Islam and Yao recently received a grant from Carnegie Mellon’s Manufacturing Futures Initiative (MFI)—which supports interdisciplinary research in the digital transformation of advanced manufacturing—to build and expand their research in developing such an actuator and raising the scale of production.
Islam, a professor in the Department of Materials Science and Engineering, leads the Islam Research Group, which explores soft materials and nanomaterials research and development and recently developed electrically conducting self-healing polymer composites. To develop applications for this class of material, he reached out to Yao, an assistant professor at the Human-Computer Interaction Institute in the School of Computer Science. Yao’s Morphing Matter Lab is an interdisciplinary group that lives at the intersection between computer science, materials science and engineering, and mechanical engineering, and has developed several products that require 3D-printing operations.
The MFI is a really great platform to encourage us to start the conversation.Lining Yao, Assistant Professor, CMU’s School of Computer Science
“The MFI is a really great platform to encourage us to start the conversation,” Yao said. “It's a really encouraging starting point because of the kind of the financial support and also the team we're building together.”
Using 3-D printing technology, Islam and Yao plan to fabricate an actuator by printing the conductive self-healing polymer composites in a layer-by-layer process with embedded pores filled with liquid that will allow the actuator to expand and contract like a muscle when it is heated up or cooled down.
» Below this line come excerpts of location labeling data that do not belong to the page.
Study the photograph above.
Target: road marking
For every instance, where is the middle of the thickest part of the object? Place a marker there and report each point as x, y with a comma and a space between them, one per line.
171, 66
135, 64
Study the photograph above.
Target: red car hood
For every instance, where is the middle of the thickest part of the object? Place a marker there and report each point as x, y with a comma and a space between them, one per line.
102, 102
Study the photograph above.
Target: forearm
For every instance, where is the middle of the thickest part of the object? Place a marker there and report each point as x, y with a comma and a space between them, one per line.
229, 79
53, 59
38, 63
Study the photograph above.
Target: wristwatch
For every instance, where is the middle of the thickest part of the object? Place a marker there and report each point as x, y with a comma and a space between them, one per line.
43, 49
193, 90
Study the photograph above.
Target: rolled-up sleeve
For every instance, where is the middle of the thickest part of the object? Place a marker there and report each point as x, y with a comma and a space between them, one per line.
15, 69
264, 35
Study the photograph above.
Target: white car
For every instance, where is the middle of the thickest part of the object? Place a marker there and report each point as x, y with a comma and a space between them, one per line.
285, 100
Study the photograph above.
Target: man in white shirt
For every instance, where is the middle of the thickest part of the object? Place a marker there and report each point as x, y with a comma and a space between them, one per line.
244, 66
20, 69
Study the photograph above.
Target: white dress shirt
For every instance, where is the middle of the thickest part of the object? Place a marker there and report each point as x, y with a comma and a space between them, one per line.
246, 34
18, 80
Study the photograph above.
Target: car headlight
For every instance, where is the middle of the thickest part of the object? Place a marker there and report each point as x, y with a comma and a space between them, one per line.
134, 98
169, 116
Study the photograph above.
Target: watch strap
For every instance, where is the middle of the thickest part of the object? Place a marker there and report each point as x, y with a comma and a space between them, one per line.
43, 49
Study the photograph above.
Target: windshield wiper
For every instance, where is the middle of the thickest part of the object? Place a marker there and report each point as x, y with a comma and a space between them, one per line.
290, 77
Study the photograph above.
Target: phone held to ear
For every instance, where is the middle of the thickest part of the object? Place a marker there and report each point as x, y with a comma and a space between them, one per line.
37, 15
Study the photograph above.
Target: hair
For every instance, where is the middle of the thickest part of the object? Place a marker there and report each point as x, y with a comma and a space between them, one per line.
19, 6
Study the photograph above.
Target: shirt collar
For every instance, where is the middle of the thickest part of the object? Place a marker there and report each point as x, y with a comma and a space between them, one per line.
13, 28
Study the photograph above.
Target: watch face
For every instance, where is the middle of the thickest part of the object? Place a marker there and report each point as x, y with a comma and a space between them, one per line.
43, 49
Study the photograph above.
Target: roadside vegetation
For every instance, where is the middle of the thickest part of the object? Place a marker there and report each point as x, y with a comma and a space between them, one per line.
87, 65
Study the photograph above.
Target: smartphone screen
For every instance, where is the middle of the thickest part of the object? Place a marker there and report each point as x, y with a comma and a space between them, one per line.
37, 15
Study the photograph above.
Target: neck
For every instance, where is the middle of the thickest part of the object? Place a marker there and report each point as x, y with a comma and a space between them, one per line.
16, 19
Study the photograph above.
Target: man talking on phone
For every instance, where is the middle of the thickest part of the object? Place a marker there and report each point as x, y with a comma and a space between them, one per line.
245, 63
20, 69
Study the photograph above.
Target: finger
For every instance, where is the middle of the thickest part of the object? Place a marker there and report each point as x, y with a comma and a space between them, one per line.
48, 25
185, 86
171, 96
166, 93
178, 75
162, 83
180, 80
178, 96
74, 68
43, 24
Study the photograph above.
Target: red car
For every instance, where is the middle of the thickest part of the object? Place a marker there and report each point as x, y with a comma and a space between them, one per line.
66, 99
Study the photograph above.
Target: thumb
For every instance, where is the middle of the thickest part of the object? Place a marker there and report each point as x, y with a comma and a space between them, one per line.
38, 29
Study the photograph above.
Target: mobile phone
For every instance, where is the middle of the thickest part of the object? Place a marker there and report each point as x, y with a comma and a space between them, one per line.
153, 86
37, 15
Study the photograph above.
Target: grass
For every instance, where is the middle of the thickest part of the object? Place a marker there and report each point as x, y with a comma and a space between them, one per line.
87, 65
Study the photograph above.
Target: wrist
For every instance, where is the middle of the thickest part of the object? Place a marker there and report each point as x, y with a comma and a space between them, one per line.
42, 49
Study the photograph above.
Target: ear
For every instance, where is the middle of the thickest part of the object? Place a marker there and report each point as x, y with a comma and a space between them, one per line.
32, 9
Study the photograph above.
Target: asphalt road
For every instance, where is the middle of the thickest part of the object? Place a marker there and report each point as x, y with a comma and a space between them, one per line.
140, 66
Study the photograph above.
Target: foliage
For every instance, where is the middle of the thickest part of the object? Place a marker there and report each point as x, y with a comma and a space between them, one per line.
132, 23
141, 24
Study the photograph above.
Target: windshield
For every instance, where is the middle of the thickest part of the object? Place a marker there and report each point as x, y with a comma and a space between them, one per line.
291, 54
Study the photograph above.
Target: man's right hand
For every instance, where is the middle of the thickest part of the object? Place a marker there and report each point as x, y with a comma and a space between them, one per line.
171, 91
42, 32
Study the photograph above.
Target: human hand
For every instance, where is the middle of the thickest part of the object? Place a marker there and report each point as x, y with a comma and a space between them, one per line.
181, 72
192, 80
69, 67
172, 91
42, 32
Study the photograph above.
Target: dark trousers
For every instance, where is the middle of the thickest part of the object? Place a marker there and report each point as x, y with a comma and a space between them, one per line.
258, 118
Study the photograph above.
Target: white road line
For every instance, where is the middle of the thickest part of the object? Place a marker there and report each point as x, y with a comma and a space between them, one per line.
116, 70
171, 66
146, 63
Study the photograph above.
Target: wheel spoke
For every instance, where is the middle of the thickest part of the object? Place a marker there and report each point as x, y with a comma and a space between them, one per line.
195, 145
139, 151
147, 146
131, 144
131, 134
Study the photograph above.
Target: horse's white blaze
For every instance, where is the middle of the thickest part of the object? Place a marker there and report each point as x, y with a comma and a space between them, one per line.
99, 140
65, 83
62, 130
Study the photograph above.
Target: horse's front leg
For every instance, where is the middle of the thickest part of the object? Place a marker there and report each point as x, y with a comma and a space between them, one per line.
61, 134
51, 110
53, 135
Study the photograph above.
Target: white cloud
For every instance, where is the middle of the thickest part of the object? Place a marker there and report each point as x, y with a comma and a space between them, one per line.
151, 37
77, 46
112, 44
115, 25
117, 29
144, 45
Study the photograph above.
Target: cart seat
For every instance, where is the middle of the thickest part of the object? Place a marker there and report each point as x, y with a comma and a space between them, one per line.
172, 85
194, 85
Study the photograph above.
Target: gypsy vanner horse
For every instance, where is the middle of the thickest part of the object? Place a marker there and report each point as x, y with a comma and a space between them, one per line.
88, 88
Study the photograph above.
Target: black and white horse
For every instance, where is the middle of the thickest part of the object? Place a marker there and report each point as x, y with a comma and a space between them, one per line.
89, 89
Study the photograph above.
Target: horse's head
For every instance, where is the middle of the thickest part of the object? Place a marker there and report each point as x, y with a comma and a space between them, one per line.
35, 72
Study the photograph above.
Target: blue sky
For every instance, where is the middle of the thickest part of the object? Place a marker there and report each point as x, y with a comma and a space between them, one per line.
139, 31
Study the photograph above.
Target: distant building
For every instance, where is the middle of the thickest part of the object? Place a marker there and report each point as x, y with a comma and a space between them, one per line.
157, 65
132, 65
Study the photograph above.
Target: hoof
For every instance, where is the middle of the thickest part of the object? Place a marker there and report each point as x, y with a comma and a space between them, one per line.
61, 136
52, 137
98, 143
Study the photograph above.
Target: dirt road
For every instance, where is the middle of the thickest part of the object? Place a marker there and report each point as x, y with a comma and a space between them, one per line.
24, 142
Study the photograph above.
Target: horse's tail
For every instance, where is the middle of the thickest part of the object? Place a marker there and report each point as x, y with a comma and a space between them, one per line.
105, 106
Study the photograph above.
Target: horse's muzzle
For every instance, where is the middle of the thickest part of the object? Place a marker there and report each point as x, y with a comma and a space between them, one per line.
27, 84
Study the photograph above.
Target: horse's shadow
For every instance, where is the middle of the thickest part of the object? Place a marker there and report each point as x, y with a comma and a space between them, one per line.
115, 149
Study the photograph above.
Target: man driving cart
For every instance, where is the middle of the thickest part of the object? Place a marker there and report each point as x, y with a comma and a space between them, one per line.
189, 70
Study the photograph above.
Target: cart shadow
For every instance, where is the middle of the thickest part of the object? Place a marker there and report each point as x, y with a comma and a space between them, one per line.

One of the project’s goals with the MFI grant is to develop a large-scale printing scheme that is sustainable for manufacturing possibilities.
Looking to the future, Islam and Yao are excited to continue advancing their research and using the Healer material for a wide variety of applications, including prosthetics. They will use MFI’s support to create the foundation of these ideas, the building blocks for larger projects.